Japanese Incarceration: Public Memory and Cultural Production, Part I
Tuesday, March 27 from 6:30 p.m. until 8:00 p.m.
ICP Museum – 250 Bowery (between Stanton and E. Houston Streets)
Admission: Free
Presented in collaboration with the Poetry Society of America and the Poetry Coalition’s “Poetry and the Body” theme, this two-part event brings together artists, scholars, poets, and photographers who draw on the history of Japanese incarceration during World War II and its archival, material evidence in their innovative practices. During Part I, poet Kimiko Hahn introduces an in-gallery reading prior to a conversation between poet Christine Kitano and photographer Kevin Miyazaki, moderated by Tom Ikeda, Executive Director of Densho, an organization dedicated to acquiring, preserving, and disseminating oral histories and other artifactual materials around the unjust incarceration of Japanese Americans during World War II.
Japanese Incarceration: Public Memory and Cultural Production, Part II
Wednesday, March 28 from 6:30 p.m. until 8:00 p.m.
ICP Museum – 250 Bowery (between Stanton and E. Houston Streets)
Admission: Free
During Part II, Julian Saporiti with Erin Aoyama present the immersive musical experience No-No Boy, followed by a discussion with poet Brandon Shimoda, photographer Paul Kitagaki, and scholar Bob Lee.
The No-No Boy project is a multimedia concert featuring the music of singer/songwriter Julian Saporiti.
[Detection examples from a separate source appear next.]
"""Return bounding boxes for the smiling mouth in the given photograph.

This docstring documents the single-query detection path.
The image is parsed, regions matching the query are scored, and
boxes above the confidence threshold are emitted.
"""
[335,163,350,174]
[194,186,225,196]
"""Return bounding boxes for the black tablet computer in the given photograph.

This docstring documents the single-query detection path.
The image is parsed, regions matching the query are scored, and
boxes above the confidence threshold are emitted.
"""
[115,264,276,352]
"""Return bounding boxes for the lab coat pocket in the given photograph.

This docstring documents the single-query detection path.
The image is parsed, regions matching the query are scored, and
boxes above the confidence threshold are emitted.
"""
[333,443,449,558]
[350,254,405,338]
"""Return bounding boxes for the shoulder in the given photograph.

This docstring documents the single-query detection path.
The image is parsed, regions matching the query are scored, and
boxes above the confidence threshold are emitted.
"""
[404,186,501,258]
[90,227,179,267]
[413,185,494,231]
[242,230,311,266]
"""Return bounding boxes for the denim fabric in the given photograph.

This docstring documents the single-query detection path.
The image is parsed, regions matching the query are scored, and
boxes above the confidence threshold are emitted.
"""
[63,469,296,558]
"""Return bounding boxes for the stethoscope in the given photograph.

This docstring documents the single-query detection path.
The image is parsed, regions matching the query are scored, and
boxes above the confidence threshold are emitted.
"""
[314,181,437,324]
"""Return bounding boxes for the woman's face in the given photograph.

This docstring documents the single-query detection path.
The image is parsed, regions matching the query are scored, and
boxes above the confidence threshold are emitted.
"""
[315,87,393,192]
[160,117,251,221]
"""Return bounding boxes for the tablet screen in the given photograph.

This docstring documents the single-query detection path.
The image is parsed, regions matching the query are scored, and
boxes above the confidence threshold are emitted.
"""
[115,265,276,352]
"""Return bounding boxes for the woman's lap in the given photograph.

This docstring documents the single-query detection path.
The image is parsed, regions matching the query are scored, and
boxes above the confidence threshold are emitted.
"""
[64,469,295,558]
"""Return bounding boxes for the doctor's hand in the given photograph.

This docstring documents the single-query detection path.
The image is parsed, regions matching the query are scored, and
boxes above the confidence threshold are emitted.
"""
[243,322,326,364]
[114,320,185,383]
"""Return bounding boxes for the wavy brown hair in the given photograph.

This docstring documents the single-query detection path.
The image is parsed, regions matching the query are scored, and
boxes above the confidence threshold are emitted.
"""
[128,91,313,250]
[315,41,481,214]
Inspired by his doctoral research at Brown University, as well as his experiences growing up as the son of a Vietnamese refugee in Tennessee, Saporiti’s original songs, interwoven among stories he has collected through the years, are performed against a backdrop of projections displaying archival photographs and films. No-No Boy creates an immersive experience that shines a light on diverse but interconnected histories: World War II Japanese incarceration, Southeast Asian refugees, and kids in middle-America making sense of hyphenated identities. Saporiti is joined on stage by singer Erin Aoyama, a fellow Brown PhD student whose participation in the project is deeply personal, as her grandmother was incarcerated at Heart Mountain, one of the ten Japanese American concentration camps. Through music, storytelling, and visuals, the No-No Boy concert brings often-obscured American histories to audiences in a unique and captivating way. At the core of this project, is a message which dozens of camp survivors have asked Saporiti to relay to his audiences: Do not let this happen again.
Both events are free, but ICP asks that all guests register in advance. When you register online, you have the option of purchasing museum entry after 4:30 p.m. for $10 to see ICP’s current exhibition Then They Came for Me, which documents the incarceration of 120,000 Japanese Americans during World War II.